Like many restaurants, Tin Table closed was forced to close temporarily upon the arrival of the COVID-19 pandemic. The restaurant re-opened with an updated menu in May 2020, and used a pulley system deliver food orders for pickup while maintaining social distance. Tin Table also used Century Ballroom as a dining area compliant with distancing requirements. For Thanksgiving in 2020, a take-out menu included herb roasted turkey, buttermilk rolls, winter squash, and yams. In December, the business and Century Ballroom launched a GoFundMe campaign to stay afloat. Tin Table began hosting free monthly lunch meetups for LGBTQ seniors in 2021, as part of the DineTogether program.
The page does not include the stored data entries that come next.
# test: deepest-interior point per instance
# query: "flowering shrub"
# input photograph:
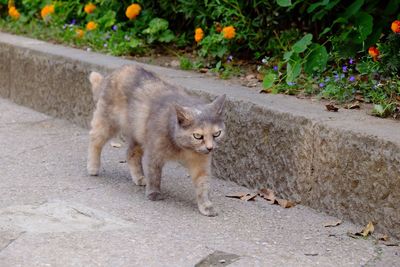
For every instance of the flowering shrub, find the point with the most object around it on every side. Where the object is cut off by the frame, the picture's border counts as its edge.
(336, 49)
(46, 11)
(133, 11)
(89, 8)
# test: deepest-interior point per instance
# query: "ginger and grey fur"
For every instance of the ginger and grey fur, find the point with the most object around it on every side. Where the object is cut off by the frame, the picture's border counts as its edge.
(160, 122)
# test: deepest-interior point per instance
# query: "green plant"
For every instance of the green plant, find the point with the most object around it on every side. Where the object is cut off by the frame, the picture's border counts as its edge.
(158, 31)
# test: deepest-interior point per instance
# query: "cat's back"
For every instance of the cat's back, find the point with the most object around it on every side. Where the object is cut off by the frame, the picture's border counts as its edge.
(139, 84)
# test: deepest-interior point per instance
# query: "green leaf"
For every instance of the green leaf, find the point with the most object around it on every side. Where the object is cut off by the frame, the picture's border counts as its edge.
(287, 55)
(167, 36)
(316, 61)
(364, 23)
(301, 45)
(293, 70)
(269, 80)
(353, 9)
(312, 7)
(284, 3)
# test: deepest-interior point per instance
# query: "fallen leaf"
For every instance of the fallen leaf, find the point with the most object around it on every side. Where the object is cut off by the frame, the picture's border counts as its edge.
(284, 203)
(390, 244)
(359, 98)
(311, 254)
(260, 77)
(352, 235)
(249, 197)
(333, 224)
(369, 229)
(115, 144)
(267, 194)
(355, 105)
(331, 107)
(383, 238)
(203, 70)
(236, 195)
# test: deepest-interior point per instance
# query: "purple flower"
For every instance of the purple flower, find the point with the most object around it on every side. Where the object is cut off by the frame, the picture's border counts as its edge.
(336, 77)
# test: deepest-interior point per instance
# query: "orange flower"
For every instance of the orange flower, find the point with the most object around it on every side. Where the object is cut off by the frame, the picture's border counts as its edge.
(373, 52)
(13, 12)
(89, 8)
(229, 32)
(79, 33)
(132, 11)
(198, 35)
(395, 26)
(47, 10)
(91, 26)
(218, 27)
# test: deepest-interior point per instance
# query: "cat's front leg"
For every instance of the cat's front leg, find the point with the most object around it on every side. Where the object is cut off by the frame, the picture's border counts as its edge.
(200, 172)
(152, 167)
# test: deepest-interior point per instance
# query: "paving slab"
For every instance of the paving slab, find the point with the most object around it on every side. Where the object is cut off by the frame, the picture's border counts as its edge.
(344, 163)
(53, 214)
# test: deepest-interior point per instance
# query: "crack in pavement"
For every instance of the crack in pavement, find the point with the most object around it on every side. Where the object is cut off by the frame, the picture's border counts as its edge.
(12, 240)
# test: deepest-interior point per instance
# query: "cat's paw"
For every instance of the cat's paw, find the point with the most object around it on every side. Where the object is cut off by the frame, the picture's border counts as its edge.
(208, 210)
(154, 196)
(139, 181)
(93, 171)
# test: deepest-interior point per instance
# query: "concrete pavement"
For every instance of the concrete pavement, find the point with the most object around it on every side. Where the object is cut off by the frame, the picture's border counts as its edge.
(53, 214)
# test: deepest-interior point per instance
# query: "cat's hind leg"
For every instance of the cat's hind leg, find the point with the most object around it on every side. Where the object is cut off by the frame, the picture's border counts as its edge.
(134, 159)
(200, 169)
(152, 167)
(101, 132)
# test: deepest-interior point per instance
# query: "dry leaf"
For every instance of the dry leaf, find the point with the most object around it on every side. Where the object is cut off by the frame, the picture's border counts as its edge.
(248, 197)
(267, 194)
(333, 224)
(203, 70)
(390, 244)
(236, 195)
(331, 107)
(285, 203)
(383, 238)
(352, 235)
(369, 229)
(355, 105)
(115, 144)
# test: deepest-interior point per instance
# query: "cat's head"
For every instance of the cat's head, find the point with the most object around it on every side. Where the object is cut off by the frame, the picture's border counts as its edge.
(200, 128)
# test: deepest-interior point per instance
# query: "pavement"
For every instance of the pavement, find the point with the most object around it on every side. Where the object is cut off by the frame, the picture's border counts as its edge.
(53, 214)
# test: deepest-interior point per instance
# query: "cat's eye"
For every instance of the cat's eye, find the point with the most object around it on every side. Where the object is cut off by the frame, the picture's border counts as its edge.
(198, 136)
(217, 134)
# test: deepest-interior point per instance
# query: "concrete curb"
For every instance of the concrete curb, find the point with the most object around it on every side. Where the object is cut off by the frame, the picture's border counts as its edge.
(345, 163)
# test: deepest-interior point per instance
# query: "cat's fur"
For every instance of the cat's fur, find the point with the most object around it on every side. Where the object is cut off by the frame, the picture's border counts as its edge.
(160, 123)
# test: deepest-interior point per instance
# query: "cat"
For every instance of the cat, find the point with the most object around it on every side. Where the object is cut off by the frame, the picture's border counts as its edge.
(160, 123)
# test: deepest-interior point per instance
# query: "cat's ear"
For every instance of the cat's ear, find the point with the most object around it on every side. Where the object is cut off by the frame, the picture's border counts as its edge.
(218, 105)
(184, 115)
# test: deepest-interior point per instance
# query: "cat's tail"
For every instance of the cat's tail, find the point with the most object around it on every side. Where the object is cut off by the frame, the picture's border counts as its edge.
(95, 79)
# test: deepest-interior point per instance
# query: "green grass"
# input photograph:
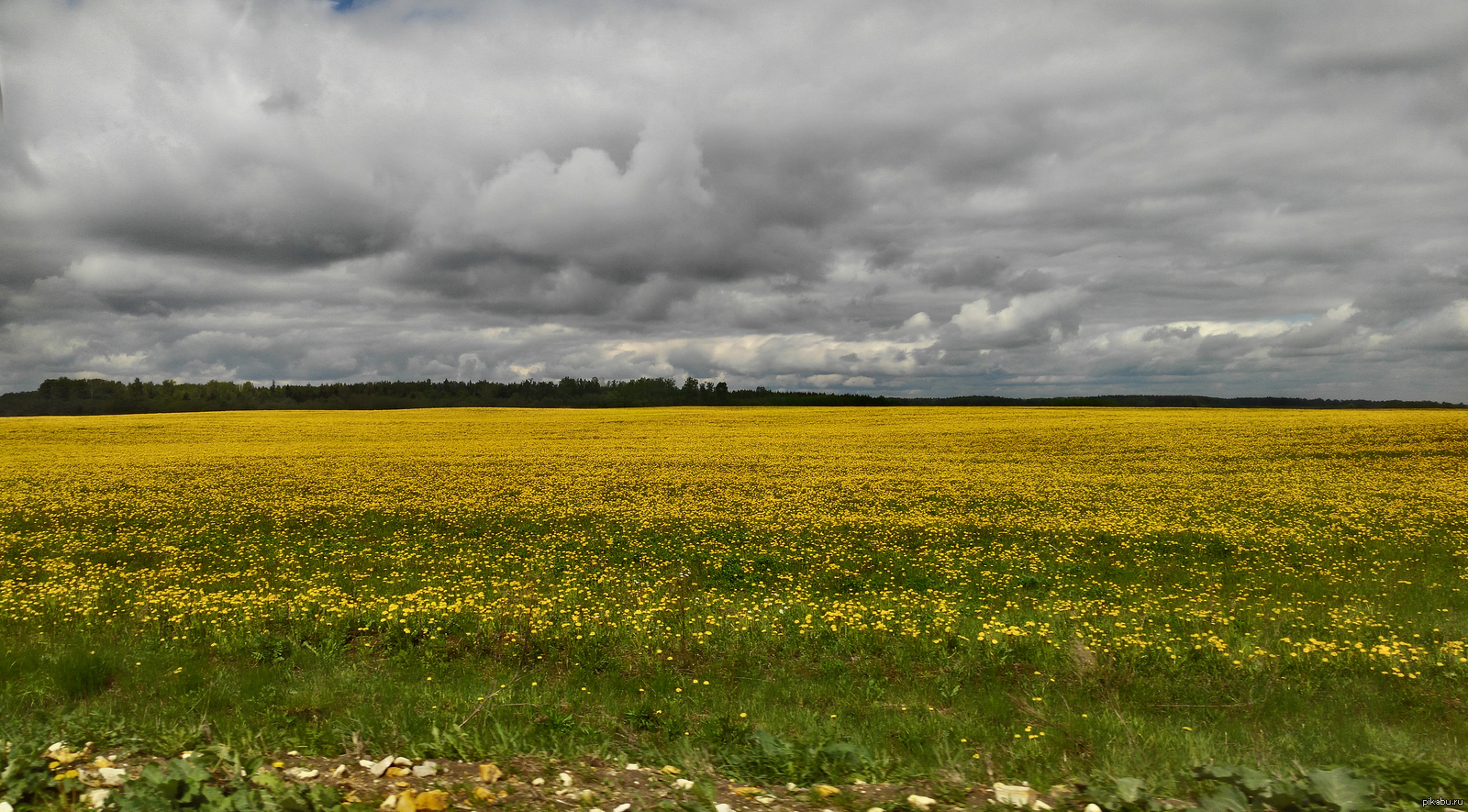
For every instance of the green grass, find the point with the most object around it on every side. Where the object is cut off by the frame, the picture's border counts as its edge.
(822, 708)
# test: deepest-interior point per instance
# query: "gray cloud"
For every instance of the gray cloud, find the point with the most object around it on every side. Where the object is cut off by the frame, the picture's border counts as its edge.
(951, 197)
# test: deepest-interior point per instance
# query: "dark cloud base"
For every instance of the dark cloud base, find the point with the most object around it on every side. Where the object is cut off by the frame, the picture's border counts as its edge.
(1218, 198)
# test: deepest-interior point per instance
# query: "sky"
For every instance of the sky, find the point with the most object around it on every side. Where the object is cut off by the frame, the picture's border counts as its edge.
(918, 197)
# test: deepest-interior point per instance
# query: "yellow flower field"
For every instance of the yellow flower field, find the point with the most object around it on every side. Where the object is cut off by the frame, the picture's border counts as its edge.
(1242, 539)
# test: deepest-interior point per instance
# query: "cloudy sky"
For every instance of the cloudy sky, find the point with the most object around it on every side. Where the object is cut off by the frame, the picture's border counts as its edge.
(1029, 197)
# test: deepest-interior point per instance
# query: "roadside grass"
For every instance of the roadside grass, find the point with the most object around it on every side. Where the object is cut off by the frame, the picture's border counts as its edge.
(822, 708)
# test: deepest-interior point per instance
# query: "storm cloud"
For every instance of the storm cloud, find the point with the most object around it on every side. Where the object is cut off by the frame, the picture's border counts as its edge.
(947, 197)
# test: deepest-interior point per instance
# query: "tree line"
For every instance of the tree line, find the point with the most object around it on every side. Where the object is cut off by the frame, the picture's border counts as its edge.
(90, 395)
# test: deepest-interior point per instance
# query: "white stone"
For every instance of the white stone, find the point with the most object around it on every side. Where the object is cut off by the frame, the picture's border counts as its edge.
(1015, 795)
(112, 775)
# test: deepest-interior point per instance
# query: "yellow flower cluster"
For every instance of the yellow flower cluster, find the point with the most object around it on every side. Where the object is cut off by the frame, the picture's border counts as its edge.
(1251, 538)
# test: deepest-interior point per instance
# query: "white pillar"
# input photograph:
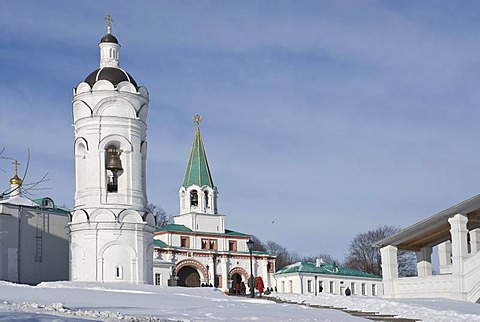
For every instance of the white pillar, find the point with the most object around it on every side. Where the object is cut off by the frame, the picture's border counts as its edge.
(424, 261)
(475, 240)
(458, 231)
(445, 257)
(225, 272)
(389, 269)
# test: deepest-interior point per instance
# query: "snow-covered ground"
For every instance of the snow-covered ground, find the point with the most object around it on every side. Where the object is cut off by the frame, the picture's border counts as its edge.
(68, 301)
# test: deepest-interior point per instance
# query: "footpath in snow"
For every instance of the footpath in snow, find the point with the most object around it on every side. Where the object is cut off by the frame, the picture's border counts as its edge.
(72, 301)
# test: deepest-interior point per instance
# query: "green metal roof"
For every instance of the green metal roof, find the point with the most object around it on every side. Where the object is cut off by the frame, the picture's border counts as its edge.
(159, 243)
(234, 233)
(174, 227)
(197, 171)
(326, 268)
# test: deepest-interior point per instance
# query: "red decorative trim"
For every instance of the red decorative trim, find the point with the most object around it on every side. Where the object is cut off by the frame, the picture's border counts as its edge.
(192, 263)
(238, 270)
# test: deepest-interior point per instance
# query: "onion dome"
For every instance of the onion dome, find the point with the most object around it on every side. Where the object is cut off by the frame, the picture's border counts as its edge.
(110, 61)
(16, 180)
(113, 74)
(109, 38)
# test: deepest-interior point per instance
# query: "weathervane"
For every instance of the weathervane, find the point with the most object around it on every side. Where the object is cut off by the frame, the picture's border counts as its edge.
(109, 21)
(197, 119)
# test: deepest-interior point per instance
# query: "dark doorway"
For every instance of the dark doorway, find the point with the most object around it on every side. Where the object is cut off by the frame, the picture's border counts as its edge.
(236, 281)
(188, 276)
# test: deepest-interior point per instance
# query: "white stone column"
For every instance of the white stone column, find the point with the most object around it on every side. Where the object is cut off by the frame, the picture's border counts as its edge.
(475, 240)
(424, 261)
(458, 231)
(225, 272)
(389, 269)
(445, 257)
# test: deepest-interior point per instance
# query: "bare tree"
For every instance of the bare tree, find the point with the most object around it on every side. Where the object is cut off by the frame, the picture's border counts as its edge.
(161, 216)
(366, 258)
(284, 257)
(257, 244)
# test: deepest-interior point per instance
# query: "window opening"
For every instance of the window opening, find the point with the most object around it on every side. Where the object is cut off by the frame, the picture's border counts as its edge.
(206, 199)
(194, 198)
(114, 165)
(118, 272)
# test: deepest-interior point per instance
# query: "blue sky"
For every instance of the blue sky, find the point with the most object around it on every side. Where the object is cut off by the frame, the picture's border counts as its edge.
(328, 117)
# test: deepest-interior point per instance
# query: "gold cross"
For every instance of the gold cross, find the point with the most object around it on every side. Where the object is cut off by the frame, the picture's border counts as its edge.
(16, 163)
(109, 21)
(197, 119)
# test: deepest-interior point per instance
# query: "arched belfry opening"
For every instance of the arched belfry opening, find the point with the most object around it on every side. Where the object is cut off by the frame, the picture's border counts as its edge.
(194, 198)
(113, 165)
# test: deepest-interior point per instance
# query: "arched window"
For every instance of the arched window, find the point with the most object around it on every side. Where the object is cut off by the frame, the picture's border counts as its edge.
(194, 198)
(206, 198)
(113, 164)
(118, 272)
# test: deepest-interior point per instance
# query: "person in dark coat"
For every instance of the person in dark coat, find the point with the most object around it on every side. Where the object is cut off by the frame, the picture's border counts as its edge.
(348, 292)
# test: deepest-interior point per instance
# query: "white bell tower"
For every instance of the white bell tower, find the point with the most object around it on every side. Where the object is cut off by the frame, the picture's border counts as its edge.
(111, 230)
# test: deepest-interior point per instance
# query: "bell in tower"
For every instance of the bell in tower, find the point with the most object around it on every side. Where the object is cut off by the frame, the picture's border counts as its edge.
(114, 165)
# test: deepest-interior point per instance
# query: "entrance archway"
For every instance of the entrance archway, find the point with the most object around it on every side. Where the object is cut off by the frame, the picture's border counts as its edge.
(188, 276)
(235, 279)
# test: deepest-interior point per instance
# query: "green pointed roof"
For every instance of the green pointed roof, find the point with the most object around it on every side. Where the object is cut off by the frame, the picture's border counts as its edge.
(197, 171)
(325, 268)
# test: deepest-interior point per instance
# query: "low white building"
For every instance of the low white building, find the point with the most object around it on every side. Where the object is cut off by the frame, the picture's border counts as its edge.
(315, 278)
(33, 238)
(197, 249)
(456, 232)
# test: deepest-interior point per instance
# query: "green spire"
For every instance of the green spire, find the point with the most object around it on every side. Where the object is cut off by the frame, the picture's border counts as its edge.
(197, 171)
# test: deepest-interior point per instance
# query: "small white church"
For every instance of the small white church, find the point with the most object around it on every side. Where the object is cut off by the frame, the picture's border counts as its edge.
(197, 248)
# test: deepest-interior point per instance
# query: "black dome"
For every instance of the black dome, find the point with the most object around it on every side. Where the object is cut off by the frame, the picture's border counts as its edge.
(109, 38)
(112, 74)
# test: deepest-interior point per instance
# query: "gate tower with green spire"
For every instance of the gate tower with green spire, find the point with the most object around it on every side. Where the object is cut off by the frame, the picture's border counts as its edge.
(198, 195)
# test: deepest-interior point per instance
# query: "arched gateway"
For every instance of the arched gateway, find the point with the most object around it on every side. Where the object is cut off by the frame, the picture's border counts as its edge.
(189, 273)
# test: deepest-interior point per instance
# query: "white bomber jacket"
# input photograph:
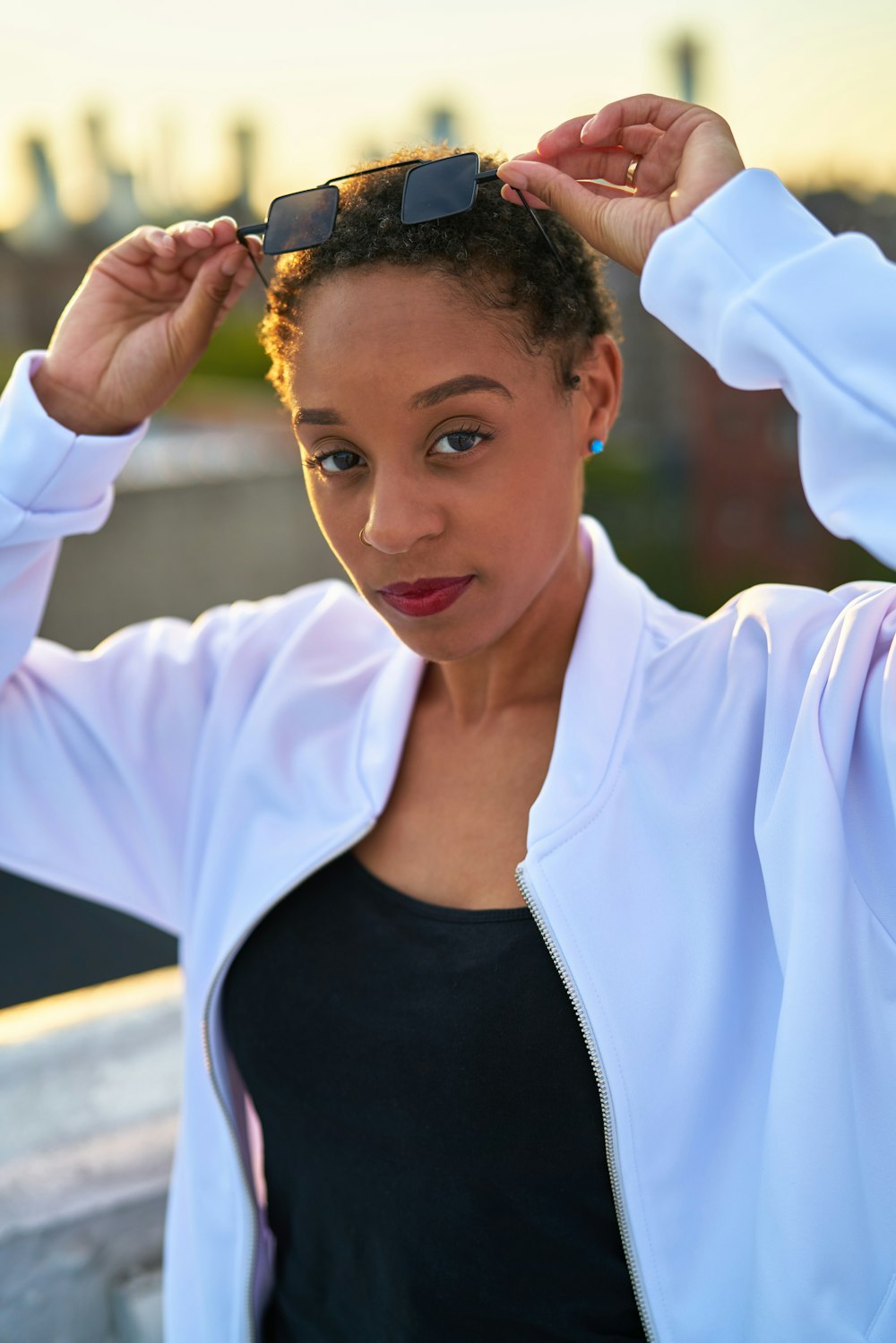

Novelist Kevin O'Brien referenced Tin Table in his books Terrified (2011) and The Night She Disappeared (2021); in the latter, the restaurant is described as a "chic, semi-bohemian eatery in Seattle's trendy Pike/Pine neighborhood".

Tin Table has closed permanently.

== Reception ==
In 2009, Seattle Metropolitans Kathryn Robinson said she and her dining partner "were well-served by all manner of kindly hipsters, from the genuinely welcoming spiky-haired greeter at the door to the long-haired lovely who refilled our water glasses with nothin' but love". Seattle Magazine called Tin Table "sleek" and "sexy" in 2011. Julien Perry included the restaurants in Eater Seattle's 2021 list of the city's 23 best late night dining options, based on reader feedback.